Landgericht Ellwangen setzt Prozess fort Drei Morde in Sontheim: Hauptangeklagter schuldfähig

Im Prozess um drei Morde in Sontheim im Landkreis Heidenheim hat das Ellwanger Landgericht am Dienstag einen Sachverständigen gehört. Er sprach angesichts der Taten von "Abgrund und Grauen".

Am vierten Verhandlungstag erklärte der Gutachter, dass der Hauptangeklagte voll schuldfähig sei. Die Frage nach dem Warum mache ihn "rat- und hilflos". Man schaue in einen Abgrund.

Selbstjustiz verübt

Er beschrieb den 55-Jährigen als planvoll vorgehenden Menschen mit bürgerlicher Fassade. Der Angeklagte sei gewalttätig und von Selbstjustiz getrieben, möglicherweise spiele dabei seine sizilianische Herkunft eine Rolle. Kontakte zur Mafia konnten in dem Ermittlungsverfahren nicht nachgewiesen werden. Auch in der Familie der Ehefrau sollen vor Jahren schon zwei Menschen spurlos verschwunden sein.

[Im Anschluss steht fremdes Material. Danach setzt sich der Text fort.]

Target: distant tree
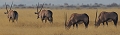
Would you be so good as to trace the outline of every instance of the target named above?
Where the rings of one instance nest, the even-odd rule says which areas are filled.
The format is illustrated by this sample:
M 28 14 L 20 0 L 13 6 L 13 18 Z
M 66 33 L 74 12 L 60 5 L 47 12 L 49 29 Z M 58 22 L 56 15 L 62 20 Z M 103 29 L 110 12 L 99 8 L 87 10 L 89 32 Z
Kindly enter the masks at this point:
M 68 3 L 64 3 L 64 5 L 68 5 Z
M 13 6 L 17 6 L 16 4 L 14 4 Z
M 117 3 L 112 3 L 110 5 L 107 5 L 107 7 L 118 7 L 119 5 Z
M 52 6 L 54 6 L 54 4 L 52 4 Z
M 46 6 L 47 6 L 48 4 L 47 4 L 47 3 L 45 3 L 44 5 L 46 5 Z
M 59 7 L 62 7 L 62 8 L 63 8 L 64 6 L 59 6 Z
M 111 6 L 113 6 L 113 7 L 117 7 L 118 4 L 117 4 L 117 3 L 112 3 Z
M 95 3 L 94 5 L 98 5 L 98 3 Z
M 23 7 L 23 6 L 25 6 L 25 4 L 19 4 L 18 6 Z
M 49 6 L 51 6 L 51 3 L 49 3 Z
M 80 7 L 90 7 L 89 5 L 81 5 Z
M 103 4 L 99 4 L 99 5 L 103 5 Z
M 6 4 L 6 5 L 3 5 L 3 6 L 4 6 L 4 7 L 5 7 L 5 6 L 8 6 L 8 7 L 10 7 L 10 5 L 8 5 L 8 4 Z
M 98 3 L 95 3 L 92 7 L 100 7 Z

Der angeklagte Vater sitzt mit gefesselten Händen auf der Anklagebank und hält sich einen Aktendeckel vor das Gesicht, links der Verteidiger Stephan Bauer mit einem der angeklagten Söhne. Er soll laut Anklage 2008 den damaligen Ehemann seiner Tochter in Sontheim an der Brenz erwürgt haben. (Foto: dpa Bildfunk, picture alliance/Stefan Puchner/dpa)
Der Hauptangeklagte hat vor Gericht zwei der drei ihm vorgeworfenen Verbrechen gestanden picture alliance/Stefan Puchner/dpa

Ehefrau verweigert Aussage

Zuvor hatte das Landgericht Ellwangen die Frau des Hauptangeklagten in den Zeugenstand gerufen. Sie verweigerte allerdings die Aussage: "Es geht hier um meinen Mann und meine Kinder. Ich habe nichts zu sagen."

Hauptangeklagter gesteht zwei Morde

Ihr 55-jähriger Ehemann, der zusammen mit seinen beiden Söhnen auf der Anklagebank sitzt, hatte Ende letzter Woche überraschend die Tötung des Lebensgefährten seiner Tochter 2014 gestanden, nachdem er im Prozess zunächst geschwiegen hatte.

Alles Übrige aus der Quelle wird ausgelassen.